Though Arista calls this a “disaggregated” model –a current trend in the industry where hardware and/or software is decoupled and free to run on alternate platforms EOS still requires Arista hardware and Arista switches still require EOS. Juniper, for example, offers a Juniper-branded white box switch that can run the company’s Junos operating system or an alternative that supports the Open Network Install Environment (ONIE).

Dell has opened up its merchant silicon-based switch hardware to run operating systems from Cumulus Networks and Big Switch Networks, as has HP with Cumulus.

Arista has no current plans to support ONIE or offer EOS on hardware other than its own.

“We are very customer driven at Arista and, to date, there has not been customer demand for running EOS on non-Arista hardware,” the company stated. “However, Arista EOS is architecturally built to run on generally available hardware (x86 CPUs, merchant silicon, etc). So while it is technically very possible to run EOS on ‘bare metal switches’, we have no plans to formally support this (via traditional EOS or via EOS as a subscription offerings).”

So what Arista has “disaggregated” with EOS subscription is the pricing of its hardware and software.

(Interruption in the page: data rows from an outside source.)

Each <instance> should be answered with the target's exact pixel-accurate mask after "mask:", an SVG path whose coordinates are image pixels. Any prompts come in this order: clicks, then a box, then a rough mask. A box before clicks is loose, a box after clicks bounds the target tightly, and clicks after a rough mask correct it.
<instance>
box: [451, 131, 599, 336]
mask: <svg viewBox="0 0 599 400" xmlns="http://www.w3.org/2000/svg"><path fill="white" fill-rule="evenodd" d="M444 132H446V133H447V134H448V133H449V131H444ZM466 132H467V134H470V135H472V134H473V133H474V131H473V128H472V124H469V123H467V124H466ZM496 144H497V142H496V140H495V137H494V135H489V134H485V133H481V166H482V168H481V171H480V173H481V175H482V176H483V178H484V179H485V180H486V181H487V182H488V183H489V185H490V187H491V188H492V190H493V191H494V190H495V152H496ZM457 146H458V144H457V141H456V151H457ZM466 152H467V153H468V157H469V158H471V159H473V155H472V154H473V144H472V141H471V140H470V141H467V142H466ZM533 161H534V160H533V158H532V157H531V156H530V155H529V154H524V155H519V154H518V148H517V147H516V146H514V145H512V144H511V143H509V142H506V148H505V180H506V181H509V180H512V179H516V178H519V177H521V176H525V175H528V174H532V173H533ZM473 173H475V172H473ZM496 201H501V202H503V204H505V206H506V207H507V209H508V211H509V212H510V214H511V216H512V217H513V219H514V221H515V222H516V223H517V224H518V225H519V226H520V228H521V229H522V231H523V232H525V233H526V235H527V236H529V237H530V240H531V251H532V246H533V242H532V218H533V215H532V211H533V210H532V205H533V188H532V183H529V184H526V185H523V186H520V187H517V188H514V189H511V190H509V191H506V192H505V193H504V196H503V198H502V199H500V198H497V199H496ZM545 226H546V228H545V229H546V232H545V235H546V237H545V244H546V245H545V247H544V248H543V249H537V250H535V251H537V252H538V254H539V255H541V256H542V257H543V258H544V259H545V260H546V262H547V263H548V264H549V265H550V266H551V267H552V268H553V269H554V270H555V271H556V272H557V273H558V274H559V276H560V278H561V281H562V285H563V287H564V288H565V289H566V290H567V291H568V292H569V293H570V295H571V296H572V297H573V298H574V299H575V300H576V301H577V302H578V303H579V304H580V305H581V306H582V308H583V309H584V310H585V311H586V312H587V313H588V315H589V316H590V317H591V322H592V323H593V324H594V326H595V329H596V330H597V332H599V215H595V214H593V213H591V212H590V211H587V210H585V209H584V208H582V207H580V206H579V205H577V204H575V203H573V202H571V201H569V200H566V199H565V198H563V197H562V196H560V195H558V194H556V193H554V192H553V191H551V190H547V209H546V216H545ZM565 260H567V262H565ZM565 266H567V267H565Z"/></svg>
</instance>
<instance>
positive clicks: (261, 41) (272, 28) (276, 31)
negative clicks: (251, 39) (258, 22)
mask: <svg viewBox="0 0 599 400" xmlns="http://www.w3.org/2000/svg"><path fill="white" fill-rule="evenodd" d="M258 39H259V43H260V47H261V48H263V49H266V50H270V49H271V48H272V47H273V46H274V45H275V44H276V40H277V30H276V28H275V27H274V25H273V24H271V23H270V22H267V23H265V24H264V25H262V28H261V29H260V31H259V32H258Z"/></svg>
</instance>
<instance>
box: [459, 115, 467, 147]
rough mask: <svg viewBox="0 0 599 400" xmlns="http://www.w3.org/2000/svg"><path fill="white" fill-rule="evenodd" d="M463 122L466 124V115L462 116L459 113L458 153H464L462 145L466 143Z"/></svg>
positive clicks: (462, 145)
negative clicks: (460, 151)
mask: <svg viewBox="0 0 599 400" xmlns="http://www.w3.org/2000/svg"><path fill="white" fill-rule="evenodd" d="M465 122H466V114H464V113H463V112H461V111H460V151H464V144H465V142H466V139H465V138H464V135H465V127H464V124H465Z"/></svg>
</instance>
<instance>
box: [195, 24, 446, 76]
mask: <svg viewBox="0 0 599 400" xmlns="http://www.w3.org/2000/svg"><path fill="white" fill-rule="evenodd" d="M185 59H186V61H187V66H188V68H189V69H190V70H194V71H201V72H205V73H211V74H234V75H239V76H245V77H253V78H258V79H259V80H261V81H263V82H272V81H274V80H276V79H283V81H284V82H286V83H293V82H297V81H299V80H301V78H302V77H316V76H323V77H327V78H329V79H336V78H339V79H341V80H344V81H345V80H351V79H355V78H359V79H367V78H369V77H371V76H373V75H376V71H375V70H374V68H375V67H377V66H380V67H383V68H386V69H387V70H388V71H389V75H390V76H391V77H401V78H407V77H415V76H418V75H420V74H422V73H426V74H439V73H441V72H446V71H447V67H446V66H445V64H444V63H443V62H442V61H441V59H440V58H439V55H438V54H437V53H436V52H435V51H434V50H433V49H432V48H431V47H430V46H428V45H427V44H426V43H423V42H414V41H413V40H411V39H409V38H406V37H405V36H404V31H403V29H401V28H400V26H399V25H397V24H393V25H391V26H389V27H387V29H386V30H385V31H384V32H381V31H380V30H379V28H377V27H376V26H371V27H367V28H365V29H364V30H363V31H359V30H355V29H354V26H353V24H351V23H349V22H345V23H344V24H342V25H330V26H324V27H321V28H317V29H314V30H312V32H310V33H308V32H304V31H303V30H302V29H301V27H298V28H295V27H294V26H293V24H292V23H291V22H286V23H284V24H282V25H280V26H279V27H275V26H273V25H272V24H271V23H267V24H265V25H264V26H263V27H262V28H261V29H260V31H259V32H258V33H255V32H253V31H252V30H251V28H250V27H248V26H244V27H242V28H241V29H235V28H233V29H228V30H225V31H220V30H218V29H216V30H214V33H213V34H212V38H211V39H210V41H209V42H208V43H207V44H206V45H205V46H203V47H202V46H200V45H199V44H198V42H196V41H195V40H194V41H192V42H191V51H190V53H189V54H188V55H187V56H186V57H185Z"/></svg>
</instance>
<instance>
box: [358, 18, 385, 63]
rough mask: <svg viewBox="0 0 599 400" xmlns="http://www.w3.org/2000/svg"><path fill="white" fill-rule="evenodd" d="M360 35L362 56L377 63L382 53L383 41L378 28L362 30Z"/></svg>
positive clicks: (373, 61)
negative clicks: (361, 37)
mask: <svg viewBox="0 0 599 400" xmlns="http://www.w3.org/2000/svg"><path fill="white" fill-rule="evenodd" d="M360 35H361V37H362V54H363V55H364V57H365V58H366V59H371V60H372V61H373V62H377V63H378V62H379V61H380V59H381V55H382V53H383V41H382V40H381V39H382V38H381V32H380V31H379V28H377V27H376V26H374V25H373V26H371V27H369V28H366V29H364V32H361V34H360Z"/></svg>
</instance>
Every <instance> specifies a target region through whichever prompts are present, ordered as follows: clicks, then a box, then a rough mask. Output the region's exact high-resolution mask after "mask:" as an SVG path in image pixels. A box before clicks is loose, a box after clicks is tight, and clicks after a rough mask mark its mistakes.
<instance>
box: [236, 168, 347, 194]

The company says EOS-as-a-subscription will address challenges cloud providers face in capital and operational expense as they build out capacity.

It’s an alternative to current offerings, where Arista hardware and EOS software are integrated into a single bundle under a perpetual software license. Arista says the new software subscription-based licensing model offers customers a way to better balance their budgets.

Arista also enhanced EOS with simplified programming for Python and Ruby scripting languages through tighter integration with Arista’s eAPI. And Puppet Labs recently introduced the availability of a native Arista EOS Puppet agent and an Arista EOS module on the Puppet Forge user community, part of the Puppet Enterprise Supported Modules program.

Puppet Enterprise can now work with data centers equipped with Arista EOS and changes to the network can happen as part of the application workflow, Arista says.

General availability for EOS-as-a-Subscription is planned for the second quarter. EaaS pricing starts at $495 per month for select fixed configuration products, and includes all EOS advanced feature licenses along with 24×7 support. Hardware-only packages, available on volume top-of-rack switches, start at $9,995.